Friday, May 08, 2009

The Original Ponzi Schemer - Charles Ponzi


The New York Times has a story about a lost manuscript, now found, shedding light on the original Ponzi (photographed above in Boston, circa 1915).

From the story...

In the summer of 1920, William H. McMasters, one of Boston’s top publicists, was in a pickle. A new client, a dapper and charming Italian immigrant named Charles Ponzi, was raking in millions on promises to pay investors 50 percent interest in 45 days.

“If he was everything he claimed, I would have a client such as no man ever had in the publicity field,” Mr. McMasters wrote in a newly found and never published memoir. But, he reflected, “if he was crooked or deluded, I must make up my mind to have him stop taking the money from the public.”

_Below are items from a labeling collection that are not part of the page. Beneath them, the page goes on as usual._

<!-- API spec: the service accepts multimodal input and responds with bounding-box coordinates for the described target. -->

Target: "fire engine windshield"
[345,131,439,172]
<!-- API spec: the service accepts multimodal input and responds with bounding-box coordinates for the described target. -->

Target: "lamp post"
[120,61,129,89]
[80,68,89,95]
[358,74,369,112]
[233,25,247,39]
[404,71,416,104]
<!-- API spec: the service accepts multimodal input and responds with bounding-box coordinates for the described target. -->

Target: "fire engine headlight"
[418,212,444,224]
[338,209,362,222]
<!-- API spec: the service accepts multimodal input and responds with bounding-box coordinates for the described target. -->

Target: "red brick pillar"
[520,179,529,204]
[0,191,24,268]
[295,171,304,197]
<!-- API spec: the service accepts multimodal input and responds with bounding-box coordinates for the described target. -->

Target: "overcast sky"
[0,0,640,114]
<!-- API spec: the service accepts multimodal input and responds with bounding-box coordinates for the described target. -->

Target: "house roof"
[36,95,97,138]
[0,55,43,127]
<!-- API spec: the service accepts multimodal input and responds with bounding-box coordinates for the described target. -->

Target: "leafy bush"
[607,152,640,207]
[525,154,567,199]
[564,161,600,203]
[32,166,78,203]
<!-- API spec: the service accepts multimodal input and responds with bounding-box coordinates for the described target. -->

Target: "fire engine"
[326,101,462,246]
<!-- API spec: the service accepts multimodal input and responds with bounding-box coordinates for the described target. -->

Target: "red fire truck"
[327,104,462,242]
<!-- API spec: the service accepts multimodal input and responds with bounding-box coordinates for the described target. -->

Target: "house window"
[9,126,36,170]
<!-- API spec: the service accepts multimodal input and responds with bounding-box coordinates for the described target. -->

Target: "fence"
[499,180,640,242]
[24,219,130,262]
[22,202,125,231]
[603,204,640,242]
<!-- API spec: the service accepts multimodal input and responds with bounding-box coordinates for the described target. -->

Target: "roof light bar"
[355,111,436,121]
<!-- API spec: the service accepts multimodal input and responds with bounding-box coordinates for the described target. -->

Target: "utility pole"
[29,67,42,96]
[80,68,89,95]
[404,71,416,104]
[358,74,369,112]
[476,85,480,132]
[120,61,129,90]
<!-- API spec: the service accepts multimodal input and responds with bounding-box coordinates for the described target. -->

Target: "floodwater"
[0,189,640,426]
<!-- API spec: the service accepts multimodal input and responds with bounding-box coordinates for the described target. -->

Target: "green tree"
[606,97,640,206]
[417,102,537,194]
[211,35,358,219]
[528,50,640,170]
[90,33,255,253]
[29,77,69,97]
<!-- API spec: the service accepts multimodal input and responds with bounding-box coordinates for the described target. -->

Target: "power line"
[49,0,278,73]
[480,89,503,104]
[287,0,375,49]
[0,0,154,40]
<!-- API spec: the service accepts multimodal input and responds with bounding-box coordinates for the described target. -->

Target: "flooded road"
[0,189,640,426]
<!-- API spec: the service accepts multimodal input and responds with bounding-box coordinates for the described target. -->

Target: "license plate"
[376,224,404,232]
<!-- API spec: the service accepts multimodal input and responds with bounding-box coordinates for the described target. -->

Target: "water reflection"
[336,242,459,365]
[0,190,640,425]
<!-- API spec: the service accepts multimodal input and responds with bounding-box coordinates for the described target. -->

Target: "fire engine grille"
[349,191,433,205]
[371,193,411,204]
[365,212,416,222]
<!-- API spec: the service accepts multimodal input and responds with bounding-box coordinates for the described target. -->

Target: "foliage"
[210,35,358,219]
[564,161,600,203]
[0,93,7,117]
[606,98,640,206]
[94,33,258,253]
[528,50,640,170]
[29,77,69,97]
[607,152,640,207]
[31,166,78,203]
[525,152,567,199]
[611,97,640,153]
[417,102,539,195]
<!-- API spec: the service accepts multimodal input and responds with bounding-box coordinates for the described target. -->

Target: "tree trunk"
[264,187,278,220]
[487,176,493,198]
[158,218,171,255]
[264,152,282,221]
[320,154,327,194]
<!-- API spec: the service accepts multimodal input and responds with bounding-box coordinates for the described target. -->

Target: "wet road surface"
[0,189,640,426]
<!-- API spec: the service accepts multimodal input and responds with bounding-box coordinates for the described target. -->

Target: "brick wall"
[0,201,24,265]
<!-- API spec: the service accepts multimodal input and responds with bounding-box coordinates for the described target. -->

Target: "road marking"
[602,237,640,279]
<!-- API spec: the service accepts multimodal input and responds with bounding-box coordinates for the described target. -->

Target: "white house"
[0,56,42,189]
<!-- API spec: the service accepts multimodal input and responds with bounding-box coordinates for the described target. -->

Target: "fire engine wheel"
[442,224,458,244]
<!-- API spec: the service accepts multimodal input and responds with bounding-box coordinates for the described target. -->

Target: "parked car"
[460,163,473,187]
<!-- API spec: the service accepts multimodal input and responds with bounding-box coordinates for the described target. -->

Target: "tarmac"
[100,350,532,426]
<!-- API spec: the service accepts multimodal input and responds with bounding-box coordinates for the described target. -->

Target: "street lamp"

As fate would have it, Mr. McMasters decided that Ponzi was indeed a fraud and wrote a newspaper exposé in The Boston Post. The front-page article declaring that Ponzi was insolvent and had used incoming deposits to pay off earlier investors proved instrumental in unmasking him as history’s most infamous swindler — at least until Bernard L. Madoff came along.

Mr. McMasters remained convinced of his service to humanity — “I do not anticipate that another Charles Ponzi will ever appear in the financial world,” he wrote.

Now that bittersweet narrative, so far known only in fragments, has emerged, offering insights into Ponzi’s downfall, the machinations of the press, and one momentous week that rocked the financial world nearly 90 years ago.

The memoir — “The Ponzi Story,” typed on 206 double-spaced pages and completed around 1962, six years before Mr. McMasters died at 94 — is part of a trove of 2,200 books, manuscripts and pamphlets on swindlers and their frauds, hoaxes and confidence games acquired a year ago and recently catalogued by John Jay College of Criminal Justice.